Особенно растрогала меня Пиппа своим доверием, когда у нее появилось потомство. На пятый день после вторых родов она среди дня явилась в лагерь и потянула меня за собой в буш. Там, под поваленным деревом, она показала мне крохотных пушистых котят. Это доверие было тем ценнее, что Пиппа очень боялась за своих первенцев. Я следила за ними. За первые полтора месяца она двадцать один раз перетаскивала котят с одного места на другое, подозревая, очевидно, что старое укрытие уже известно врагам.

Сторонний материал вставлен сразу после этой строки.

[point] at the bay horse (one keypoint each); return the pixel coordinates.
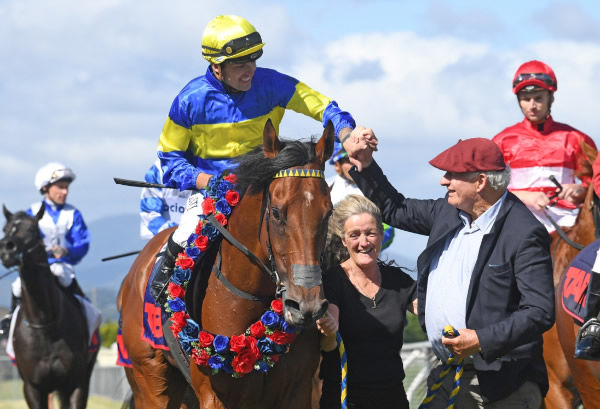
(572, 381)
(50, 336)
(282, 221)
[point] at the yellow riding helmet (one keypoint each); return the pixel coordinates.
(230, 37)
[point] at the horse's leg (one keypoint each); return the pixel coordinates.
(585, 381)
(35, 398)
(562, 393)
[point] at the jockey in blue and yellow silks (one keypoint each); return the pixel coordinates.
(196, 139)
(221, 115)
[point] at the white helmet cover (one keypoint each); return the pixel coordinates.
(52, 172)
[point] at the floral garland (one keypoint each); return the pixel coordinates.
(262, 344)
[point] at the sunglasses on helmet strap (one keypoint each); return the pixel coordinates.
(545, 78)
(236, 45)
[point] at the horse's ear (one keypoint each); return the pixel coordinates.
(7, 213)
(324, 147)
(271, 144)
(40, 212)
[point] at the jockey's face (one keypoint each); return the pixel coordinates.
(236, 75)
(58, 191)
(535, 105)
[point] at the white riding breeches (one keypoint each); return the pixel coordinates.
(189, 219)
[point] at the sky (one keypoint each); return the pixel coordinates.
(90, 83)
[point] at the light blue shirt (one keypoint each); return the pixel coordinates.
(450, 275)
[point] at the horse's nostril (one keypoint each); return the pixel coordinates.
(291, 304)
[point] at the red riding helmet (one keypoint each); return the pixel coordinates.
(534, 74)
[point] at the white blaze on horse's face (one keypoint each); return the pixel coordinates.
(308, 196)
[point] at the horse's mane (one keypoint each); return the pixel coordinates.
(255, 171)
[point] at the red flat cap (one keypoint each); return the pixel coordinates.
(470, 155)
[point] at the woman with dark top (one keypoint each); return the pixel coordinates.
(368, 300)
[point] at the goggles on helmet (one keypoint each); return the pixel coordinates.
(237, 46)
(540, 76)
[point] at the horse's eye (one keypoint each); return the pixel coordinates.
(275, 213)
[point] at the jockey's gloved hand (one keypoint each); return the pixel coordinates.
(58, 251)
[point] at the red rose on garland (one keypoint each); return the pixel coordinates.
(179, 320)
(176, 291)
(237, 343)
(257, 329)
(231, 178)
(244, 362)
(205, 339)
(232, 197)
(208, 206)
(202, 242)
(221, 218)
(277, 306)
(185, 263)
(201, 358)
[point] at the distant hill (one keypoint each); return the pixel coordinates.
(117, 235)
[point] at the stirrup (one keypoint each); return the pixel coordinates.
(587, 343)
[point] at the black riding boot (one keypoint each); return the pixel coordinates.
(75, 289)
(161, 278)
(587, 344)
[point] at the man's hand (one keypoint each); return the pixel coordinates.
(463, 345)
(58, 251)
(202, 180)
(572, 192)
(327, 324)
(360, 146)
(535, 200)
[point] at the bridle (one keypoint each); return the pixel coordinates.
(264, 217)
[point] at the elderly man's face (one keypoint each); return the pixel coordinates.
(462, 190)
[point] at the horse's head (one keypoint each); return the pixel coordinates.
(21, 233)
(295, 209)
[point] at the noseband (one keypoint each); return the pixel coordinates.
(264, 215)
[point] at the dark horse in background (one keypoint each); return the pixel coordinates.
(572, 381)
(286, 217)
(51, 336)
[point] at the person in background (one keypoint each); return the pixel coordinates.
(369, 299)
(486, 271)
(160, 208)
(221, 115)
(342, 185)
(63, 229)
(538, 148)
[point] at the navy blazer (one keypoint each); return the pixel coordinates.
(510, 302)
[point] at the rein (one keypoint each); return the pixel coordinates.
(264, 215)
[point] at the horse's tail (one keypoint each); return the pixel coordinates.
(128, 403)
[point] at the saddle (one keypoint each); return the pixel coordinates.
(573, 292)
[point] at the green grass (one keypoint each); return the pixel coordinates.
(11, 397)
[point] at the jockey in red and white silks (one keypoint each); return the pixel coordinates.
(536, 154)
(539, 148)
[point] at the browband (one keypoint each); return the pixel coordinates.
(300, 173)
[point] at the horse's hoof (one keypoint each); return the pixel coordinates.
(587, 345)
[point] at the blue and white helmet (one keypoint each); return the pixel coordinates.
(51, 173)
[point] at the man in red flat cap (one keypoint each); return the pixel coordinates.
(486, 271)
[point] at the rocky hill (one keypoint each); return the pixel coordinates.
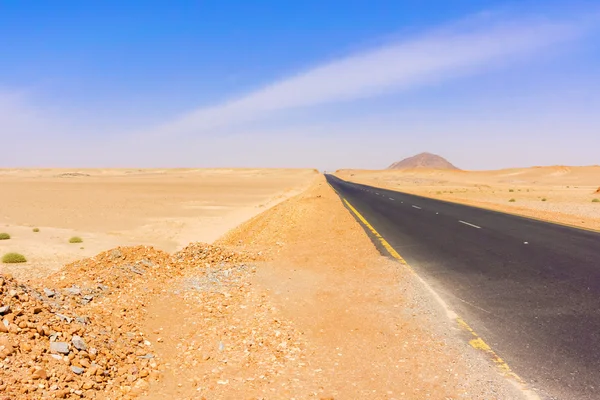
(424, 161)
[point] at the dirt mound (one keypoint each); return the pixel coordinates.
(77, 333)
(423, 161)
(53, 346)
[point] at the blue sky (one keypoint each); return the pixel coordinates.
(324, 84)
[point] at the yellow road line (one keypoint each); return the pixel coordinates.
(477, 342)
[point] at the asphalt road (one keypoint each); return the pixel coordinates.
(530, 289)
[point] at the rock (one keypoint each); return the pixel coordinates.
(6, 348)
(78, 343)
(59, 347)
(39, 373)
(73, 291)
(77, 370)
(68, 320)
(115, 254)
(136, 271)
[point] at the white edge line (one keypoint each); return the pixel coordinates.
(466, 223)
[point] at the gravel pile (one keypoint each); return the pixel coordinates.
(77, 333)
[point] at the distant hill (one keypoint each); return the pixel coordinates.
(423, 161)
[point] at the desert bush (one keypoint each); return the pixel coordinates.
(13, 258)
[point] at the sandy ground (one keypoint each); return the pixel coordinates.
(347, 323)
(108, 208)
(295, 303)
(558, 193)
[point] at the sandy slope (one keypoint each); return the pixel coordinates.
(109, 208)
(316, 313)
(568, 191)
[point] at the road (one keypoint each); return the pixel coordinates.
(530, 289)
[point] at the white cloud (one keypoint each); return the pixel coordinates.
(423, 60)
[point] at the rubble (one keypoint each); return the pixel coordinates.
(77, 333)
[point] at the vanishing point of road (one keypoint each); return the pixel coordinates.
(530, 289)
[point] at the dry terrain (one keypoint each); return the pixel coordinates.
(560, 194)
(107, 208)
(295, 303)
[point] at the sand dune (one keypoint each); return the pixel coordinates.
(556, 193)
(113, 207)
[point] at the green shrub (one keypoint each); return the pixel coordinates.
(12, 258)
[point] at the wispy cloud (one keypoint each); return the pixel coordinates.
(430, 58)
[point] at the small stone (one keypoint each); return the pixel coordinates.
(77, 370)
(68, 320)
(78, 343)
(74, 291)
(59, 347)
(115, 254)
(39, 373)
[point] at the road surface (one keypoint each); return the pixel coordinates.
(530, 289)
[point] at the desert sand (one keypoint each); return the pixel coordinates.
(557, 193)
(296, 302)
(115, 207)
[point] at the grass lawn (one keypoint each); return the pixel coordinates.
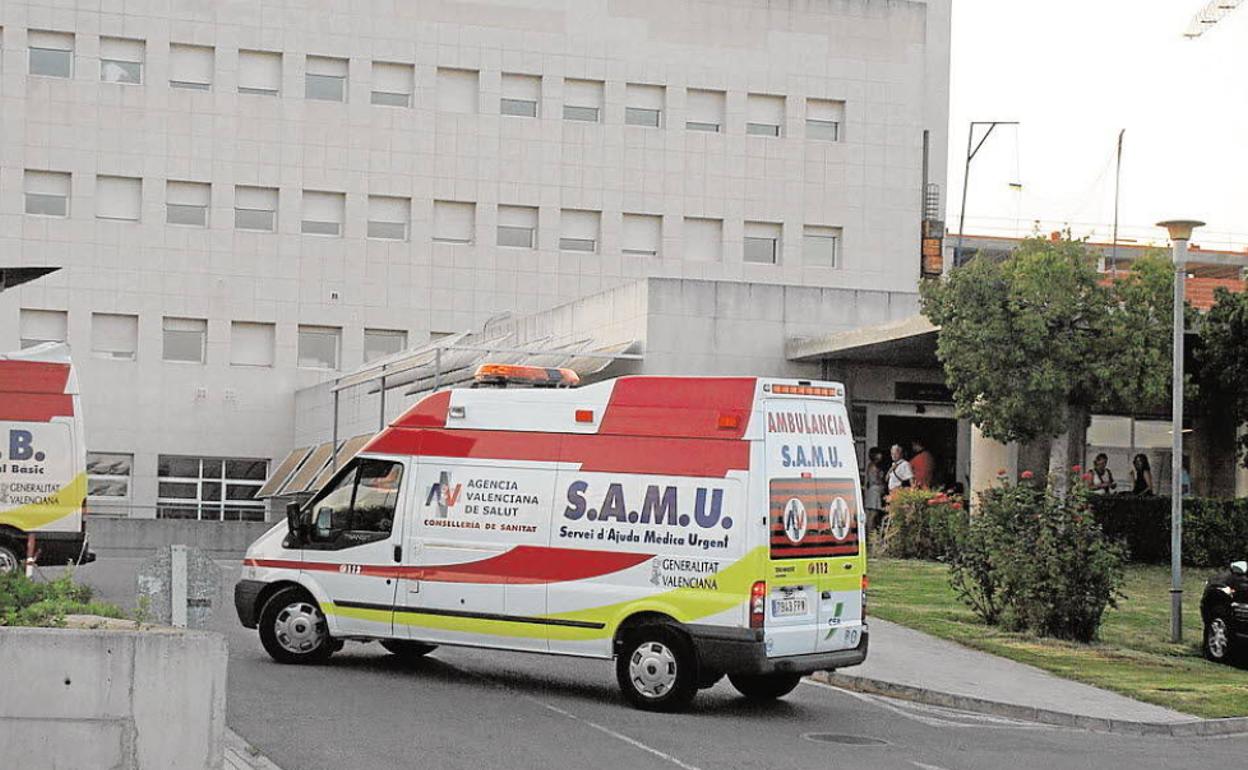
(1133, 655)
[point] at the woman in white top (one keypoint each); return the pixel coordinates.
(900, 474)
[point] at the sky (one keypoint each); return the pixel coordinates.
(1073, 73)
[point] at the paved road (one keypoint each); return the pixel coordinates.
(512, 711)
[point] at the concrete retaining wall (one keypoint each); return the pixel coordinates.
(107, 699)
(142, 537)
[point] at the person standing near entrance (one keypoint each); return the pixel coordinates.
(922, 464)
(900, 473)
(1142, 476)
(872, 493)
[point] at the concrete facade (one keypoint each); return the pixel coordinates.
(204, 120)
(109, 699)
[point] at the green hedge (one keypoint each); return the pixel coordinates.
(1214, 531)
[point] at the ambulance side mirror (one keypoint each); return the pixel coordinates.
(292, 522)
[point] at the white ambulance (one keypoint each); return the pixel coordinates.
(688, 527)
(43, 459)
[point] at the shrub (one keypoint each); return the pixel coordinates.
(1033, 560)
(1214, 531)
(921, 524)
(24, 602)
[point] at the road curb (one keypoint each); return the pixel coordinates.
(1194, 728)
(241, 755)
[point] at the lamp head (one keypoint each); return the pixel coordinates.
(1179, 230)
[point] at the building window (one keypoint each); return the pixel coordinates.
(107, 476)
(704, 110)
(764, 115)
(48, 194)
(453, 222)
(326, 79)
(643, 233)
(824, 119)
(521, 95)
(821, 246)
(190, 66)
(119, 197)
(251, 343)
(210, 488)
(388, 217)
(260, 73)
(51, 54)
(187, 204)
(36, 327)
(121, 60)
(318, 347)
(115, 336)
(583, 100)
(517, 226)
(323, 214)
(761, 242)
(185, 340)
(380, 343)
(256, 209)
(643, 105)
(703, 240)
(392, 84)
(457, 90)
(578, 230)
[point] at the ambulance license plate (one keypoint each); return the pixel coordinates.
(788, 608)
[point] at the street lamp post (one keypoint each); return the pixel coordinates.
(971, 151)
(1179, 233)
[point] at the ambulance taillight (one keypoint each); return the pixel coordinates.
(758, 603)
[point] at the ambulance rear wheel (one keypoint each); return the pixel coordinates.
(293, 629)
(764, 687)
(9, 559)
(657, 669)
(407, 650)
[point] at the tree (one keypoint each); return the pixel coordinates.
(1222, 361)
(1030, 345)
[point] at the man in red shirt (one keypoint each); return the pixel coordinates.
(922, 463)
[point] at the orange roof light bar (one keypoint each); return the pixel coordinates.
(808, 391)
(502, 375)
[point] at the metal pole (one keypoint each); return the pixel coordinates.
(961, 219)
(1117, 181)
(1179, 250)
(333, 446)
(381, 417)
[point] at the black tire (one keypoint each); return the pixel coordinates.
(293, 629)
(407, 650)
(764, 687)
(657, 669)
(1218, 650)
(10, 559)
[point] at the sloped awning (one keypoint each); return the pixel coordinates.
(906, 342)
(13, 277)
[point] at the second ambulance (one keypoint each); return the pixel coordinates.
(685, 527)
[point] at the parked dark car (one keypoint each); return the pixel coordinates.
(1224, 613)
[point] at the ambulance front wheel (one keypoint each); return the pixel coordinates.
(9, 559)
(764, 687)
(293, 629)
(657, 669)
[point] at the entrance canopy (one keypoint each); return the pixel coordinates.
(910, 342)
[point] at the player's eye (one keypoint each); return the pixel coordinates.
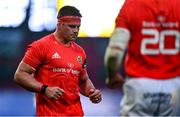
(74, 26)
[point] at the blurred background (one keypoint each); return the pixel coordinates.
(23, 21)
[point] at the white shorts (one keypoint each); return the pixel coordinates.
(149, 97)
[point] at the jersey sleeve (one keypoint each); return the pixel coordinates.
(122, 18)
(33, 55)
(84, 64)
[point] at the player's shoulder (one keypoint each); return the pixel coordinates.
(77, 47)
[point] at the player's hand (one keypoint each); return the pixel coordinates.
(115, 82)
(95, 96)
(54, 92)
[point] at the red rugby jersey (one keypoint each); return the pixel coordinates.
(57, 65)
(154, 25)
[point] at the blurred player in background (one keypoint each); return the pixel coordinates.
(148, 31)
(55, 68)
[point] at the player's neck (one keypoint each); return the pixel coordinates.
(61, 40)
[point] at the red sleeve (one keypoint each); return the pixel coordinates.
(122, 18)
(84, 65)
(33, 55)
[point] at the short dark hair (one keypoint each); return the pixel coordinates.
(68, 11)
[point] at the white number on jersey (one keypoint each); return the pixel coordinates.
(159, 38)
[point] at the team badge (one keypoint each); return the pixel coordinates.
(79, 59)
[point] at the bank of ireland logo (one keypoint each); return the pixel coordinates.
(79, 59)
(70, 65)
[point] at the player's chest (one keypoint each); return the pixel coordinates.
(64, 59)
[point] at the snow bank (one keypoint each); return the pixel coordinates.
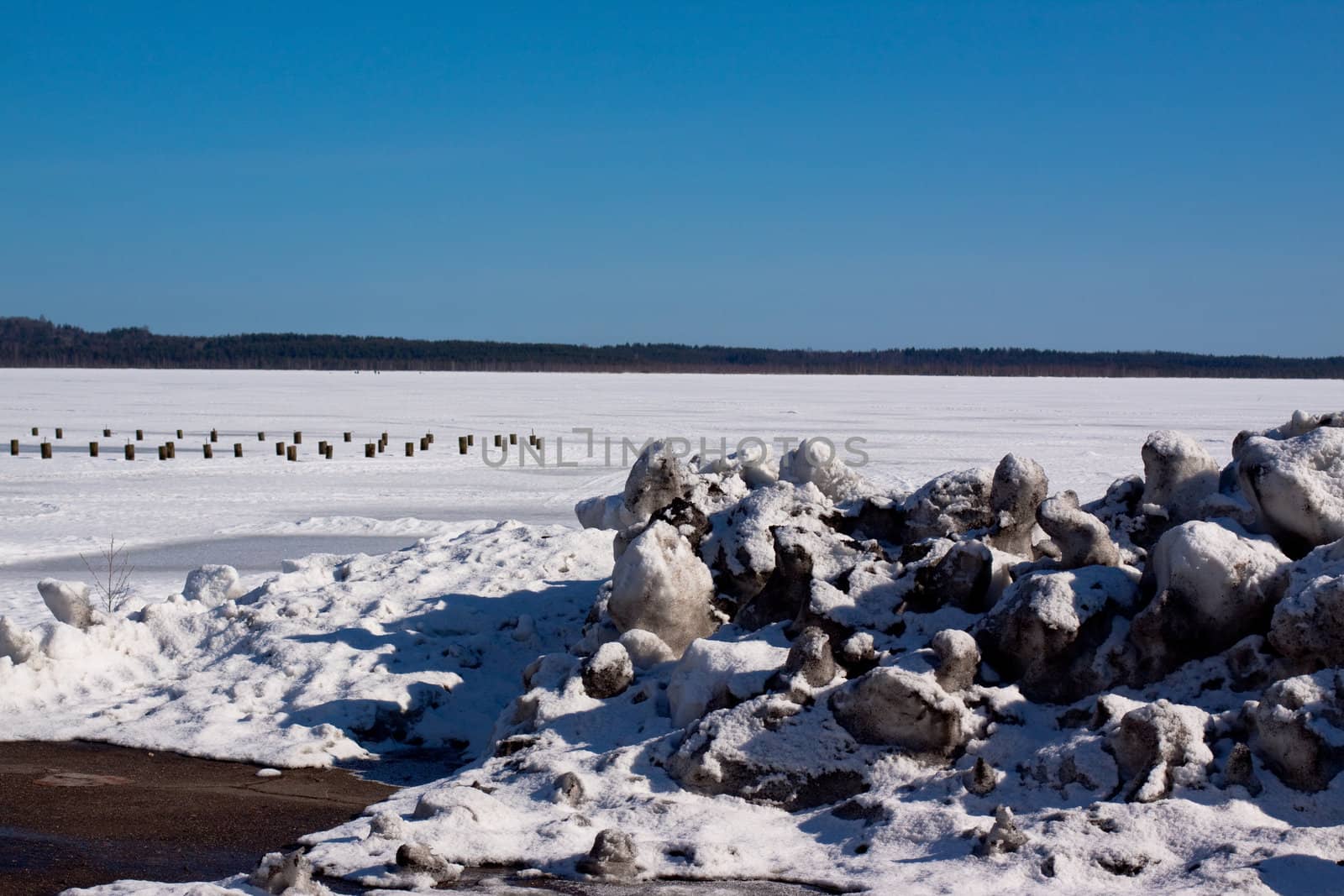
(783, 680)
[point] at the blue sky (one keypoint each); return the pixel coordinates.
(1062, 175)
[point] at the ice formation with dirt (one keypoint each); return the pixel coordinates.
(790, 674)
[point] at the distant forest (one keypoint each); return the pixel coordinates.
(26, 342)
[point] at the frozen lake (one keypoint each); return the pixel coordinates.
(179, 513)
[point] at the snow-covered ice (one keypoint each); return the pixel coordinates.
(824, 718)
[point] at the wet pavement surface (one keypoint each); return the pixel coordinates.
(76, 815)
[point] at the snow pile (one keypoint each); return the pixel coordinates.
(800, 676)
(333, 658)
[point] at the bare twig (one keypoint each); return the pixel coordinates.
(113, 582)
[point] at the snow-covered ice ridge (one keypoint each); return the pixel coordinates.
(793, 674)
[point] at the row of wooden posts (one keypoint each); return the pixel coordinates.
(168, 450)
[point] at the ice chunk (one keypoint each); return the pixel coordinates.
(67, 600)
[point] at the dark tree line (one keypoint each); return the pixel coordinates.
(39, 343)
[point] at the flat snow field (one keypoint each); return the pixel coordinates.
(181, 513)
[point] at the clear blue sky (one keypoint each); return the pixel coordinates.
(831, 175)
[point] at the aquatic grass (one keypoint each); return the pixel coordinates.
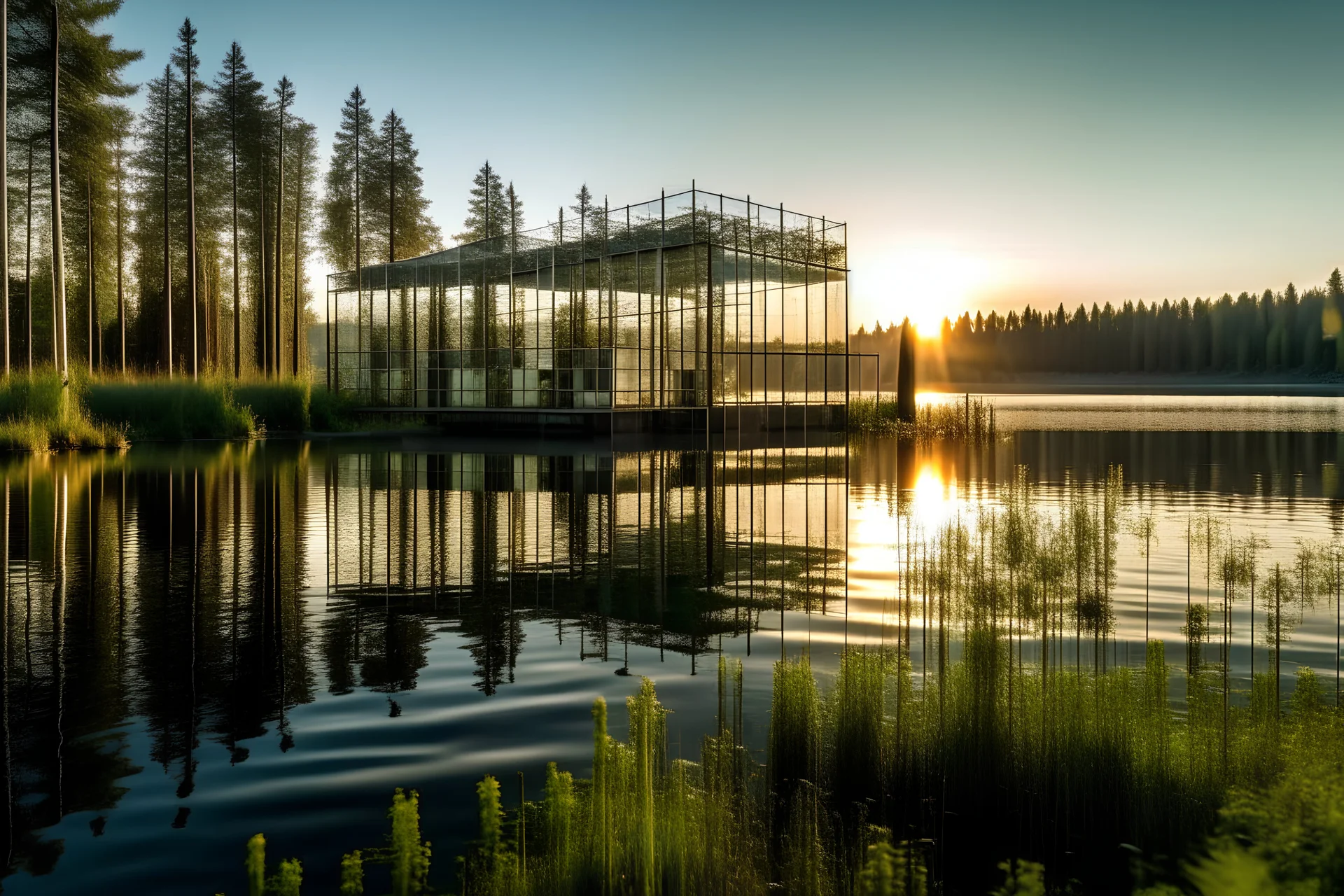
(1092, 761)
(280, 406)
(41, 413)
(353, 874)
(334, 410)
(969, 421)
(407, 853)
(171, 410)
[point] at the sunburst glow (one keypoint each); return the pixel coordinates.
(930, 284)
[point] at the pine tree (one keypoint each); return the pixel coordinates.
(347, 176)
(238, 117)
(396, 210)
(1335, 305)
(304, 155)
(515, 214)
(589, 219)
(187, 62)
(81, 96)
(487, 209)
(58, 250)
(284, 99)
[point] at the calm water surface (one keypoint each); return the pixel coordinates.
(203, 643)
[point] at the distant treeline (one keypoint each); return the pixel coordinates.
(1276, 332)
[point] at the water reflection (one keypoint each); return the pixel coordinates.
(203, 641)
(197, 599)
(659, 548)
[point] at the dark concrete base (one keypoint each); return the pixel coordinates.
(730, 422)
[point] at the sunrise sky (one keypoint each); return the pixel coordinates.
(983, 153)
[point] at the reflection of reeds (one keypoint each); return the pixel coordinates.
(881, 785)
(969, 421)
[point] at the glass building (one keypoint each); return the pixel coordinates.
(691, 311)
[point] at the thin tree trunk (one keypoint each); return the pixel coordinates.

Пиппа сделалась хорошей матерью, но у нее, как, очевидно, у всех гепардов, очень сильно был развит инстинкт самосохранения. Львица, защищая потомство, готова пожертвовать собственной жизнью. Пиппа же, когда бремя семейной жизни делалось слишком тяжелым или забота о детях угрожала ее собственной безопасности, с легкостью бросала котят. Так, например, она поступила со своим первым и третьим выводками, когда начался сезон больших дождей. Из одиннадцати котят, произведенных ею на свет за два года, выжили лишь трое.

Джой пыталась показать мне свою питомицу. Мы ездили по зарослям, где Пиппа любила устраивать свое лежбище, взбирались на Леопардовые скалы, где она обычно грелась на солнце, но так и не нашли гепарда. На крыше адамсоновского лендровера все время возлежала Гёл.

— Жаль… (Джой назвала имя одного из служителей парка, которое я не запомнил) уехал в Исиоло. Он бы наверняка помог нам. У него изумительная способность всегда безошибочно угадывать, где спряталась Пиппа. Настолько безошибочно, что я начала верить в телепатию.